Libre et radieuse du premier au dernier point
Puis : «Ma blessure m’a obligé à évoluer aussi. Quand je fais quelque chose, je vais à l’extrême. Mais là, ce n’était plus possible. Il fallait faire attention à la rechute, monter marche après marche.» Elle a par exemple dissocié le travail de résistance du haut du corps (il faut des épaules en titane pour jouer au badminton à ce niveau) du bas du corps pour ménager son genou. Des chemins de traverse, dont on a retrouvé quelque chose lors de la finale olympique lundi : An Se-young est apparue libre, radieuse du premier au dernier point, secouant parfois la tête d’une façon un peu comique quand elle faisait une erreur de jugement. On en était encore là une heure plus tard.
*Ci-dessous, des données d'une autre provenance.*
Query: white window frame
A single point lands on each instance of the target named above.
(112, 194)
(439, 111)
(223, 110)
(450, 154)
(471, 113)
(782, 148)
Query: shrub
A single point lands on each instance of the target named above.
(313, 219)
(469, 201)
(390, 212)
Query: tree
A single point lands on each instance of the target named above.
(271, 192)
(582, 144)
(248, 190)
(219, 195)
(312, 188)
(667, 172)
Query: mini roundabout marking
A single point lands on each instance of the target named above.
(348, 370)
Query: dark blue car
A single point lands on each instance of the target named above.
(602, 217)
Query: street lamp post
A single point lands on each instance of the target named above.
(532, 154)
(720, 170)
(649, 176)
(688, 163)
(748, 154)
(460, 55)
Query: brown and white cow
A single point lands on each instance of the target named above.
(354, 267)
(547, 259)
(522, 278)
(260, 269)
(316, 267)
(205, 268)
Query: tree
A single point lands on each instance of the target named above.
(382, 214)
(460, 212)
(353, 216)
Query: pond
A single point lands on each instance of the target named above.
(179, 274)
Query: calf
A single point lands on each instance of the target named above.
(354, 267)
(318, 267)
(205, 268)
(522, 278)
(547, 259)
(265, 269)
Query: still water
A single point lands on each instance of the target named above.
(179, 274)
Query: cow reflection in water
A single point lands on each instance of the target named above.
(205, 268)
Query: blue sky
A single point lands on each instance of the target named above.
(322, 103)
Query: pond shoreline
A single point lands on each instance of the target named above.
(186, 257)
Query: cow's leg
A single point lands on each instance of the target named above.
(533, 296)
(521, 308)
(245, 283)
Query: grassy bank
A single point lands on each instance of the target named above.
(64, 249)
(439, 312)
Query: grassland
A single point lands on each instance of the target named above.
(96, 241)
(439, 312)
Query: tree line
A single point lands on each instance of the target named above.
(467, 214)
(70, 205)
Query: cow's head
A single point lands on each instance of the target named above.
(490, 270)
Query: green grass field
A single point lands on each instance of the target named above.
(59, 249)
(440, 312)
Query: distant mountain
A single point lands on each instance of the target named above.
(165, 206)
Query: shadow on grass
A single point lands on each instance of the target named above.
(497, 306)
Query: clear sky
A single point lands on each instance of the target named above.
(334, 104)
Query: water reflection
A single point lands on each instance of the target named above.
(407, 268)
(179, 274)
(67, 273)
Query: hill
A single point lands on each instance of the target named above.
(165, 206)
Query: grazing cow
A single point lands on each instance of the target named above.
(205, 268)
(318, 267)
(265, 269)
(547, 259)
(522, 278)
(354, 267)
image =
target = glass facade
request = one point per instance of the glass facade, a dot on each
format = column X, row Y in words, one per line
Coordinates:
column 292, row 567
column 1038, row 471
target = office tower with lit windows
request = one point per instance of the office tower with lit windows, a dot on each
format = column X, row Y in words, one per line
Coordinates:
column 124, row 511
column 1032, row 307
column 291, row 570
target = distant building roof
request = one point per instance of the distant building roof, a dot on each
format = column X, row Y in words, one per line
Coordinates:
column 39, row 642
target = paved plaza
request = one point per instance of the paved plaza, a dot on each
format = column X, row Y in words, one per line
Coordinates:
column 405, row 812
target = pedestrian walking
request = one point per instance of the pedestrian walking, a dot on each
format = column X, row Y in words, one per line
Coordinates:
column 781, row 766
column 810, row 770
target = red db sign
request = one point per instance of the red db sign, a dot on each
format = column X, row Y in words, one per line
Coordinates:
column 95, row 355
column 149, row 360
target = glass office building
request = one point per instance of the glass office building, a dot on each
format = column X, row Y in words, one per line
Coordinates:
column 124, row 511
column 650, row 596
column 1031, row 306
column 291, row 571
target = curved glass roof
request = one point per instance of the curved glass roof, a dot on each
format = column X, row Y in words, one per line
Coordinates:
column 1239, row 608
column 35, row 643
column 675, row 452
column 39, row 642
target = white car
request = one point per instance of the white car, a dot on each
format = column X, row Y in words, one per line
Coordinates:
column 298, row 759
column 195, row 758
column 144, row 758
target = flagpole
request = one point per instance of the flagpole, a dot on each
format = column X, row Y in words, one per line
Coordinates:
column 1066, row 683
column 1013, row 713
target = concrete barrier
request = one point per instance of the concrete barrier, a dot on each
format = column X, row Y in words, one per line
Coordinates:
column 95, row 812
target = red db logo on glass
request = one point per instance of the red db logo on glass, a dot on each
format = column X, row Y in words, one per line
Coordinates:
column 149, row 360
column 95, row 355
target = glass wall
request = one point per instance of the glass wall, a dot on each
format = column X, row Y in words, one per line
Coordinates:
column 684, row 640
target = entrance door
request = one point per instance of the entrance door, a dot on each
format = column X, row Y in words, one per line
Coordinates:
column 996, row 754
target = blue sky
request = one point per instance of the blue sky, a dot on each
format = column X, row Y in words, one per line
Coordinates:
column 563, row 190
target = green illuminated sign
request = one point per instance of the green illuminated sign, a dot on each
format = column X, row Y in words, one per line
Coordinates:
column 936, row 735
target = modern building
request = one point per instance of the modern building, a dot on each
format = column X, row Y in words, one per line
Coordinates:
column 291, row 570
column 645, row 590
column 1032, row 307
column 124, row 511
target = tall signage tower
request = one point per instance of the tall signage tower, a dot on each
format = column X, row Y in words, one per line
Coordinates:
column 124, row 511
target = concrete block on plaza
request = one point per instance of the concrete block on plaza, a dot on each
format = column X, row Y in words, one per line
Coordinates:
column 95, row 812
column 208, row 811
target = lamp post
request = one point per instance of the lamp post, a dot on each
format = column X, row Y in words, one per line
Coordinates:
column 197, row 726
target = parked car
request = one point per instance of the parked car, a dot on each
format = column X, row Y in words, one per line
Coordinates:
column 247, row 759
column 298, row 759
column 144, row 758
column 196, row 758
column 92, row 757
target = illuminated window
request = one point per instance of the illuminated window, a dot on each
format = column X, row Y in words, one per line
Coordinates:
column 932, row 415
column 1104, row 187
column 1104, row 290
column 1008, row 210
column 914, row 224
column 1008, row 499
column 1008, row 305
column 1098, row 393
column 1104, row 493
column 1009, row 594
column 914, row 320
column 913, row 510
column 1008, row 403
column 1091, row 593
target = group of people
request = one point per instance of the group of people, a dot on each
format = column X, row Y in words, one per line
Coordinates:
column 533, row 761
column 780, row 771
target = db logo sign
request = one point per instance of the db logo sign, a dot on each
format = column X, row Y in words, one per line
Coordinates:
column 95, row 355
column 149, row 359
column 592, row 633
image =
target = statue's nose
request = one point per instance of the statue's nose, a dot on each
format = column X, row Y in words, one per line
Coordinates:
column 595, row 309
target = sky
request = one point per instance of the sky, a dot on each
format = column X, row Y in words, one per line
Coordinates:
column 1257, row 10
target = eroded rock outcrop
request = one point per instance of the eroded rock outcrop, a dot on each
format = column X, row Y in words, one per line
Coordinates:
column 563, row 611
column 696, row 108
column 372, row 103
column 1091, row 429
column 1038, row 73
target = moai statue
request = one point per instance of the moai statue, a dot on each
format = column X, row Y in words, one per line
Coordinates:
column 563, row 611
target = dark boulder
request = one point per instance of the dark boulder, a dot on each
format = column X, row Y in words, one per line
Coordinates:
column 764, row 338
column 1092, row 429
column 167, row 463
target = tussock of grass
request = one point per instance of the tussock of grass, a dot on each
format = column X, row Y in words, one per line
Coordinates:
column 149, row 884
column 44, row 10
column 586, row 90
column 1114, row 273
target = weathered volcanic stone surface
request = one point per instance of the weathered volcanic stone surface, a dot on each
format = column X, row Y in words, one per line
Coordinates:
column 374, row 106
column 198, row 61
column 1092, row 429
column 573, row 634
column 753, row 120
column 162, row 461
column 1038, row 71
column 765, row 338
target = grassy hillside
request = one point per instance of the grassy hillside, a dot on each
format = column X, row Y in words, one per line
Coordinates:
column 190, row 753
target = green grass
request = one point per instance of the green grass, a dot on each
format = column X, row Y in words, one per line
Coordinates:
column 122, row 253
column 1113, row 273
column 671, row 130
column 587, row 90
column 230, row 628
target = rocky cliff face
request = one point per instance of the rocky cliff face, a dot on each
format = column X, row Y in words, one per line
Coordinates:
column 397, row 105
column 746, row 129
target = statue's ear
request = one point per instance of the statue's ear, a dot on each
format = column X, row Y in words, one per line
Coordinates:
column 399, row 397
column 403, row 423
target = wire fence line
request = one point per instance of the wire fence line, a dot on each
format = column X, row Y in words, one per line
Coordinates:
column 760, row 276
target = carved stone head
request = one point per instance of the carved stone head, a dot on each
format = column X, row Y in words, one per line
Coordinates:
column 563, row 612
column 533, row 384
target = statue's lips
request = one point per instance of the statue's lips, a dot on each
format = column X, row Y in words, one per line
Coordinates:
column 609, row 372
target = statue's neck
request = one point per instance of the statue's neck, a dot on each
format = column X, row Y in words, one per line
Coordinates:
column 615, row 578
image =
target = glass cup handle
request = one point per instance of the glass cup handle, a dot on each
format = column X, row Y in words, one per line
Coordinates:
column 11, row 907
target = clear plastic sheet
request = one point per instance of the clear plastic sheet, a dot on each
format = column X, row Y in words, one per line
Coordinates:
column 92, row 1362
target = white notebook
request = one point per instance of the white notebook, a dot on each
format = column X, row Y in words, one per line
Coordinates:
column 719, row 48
Devant les journalistes, la joueuse faisait des mimiques avec sa bouche quand la Chinoise répondait au micro, plongeait longuement les yeux sur le smartphone étalé sur ses genoux et ne cachait pas l’ennui que lui inspirait les questions enamourées de ses compatriotes. Une star, se comportant comme telle. A la fin de la conférence de presse, il fut demandé aux médaillées ce qu’elles comptaient faire désormais. He Bingjiao a expliqué qu’elle allait enfin avoir le temps d’attaquer «des livres sur le développement personnel et la maîtrise de soi», la tension de la préparation olympique l’empêchant de se concentrer sur la lecture. An Se-young a fait la moue : «Je rentrerai chez moi avec une bouteille de champagne dans la main droite. Pour le reste, faites-moi confiance, j’ai beaucoup d’imagination.»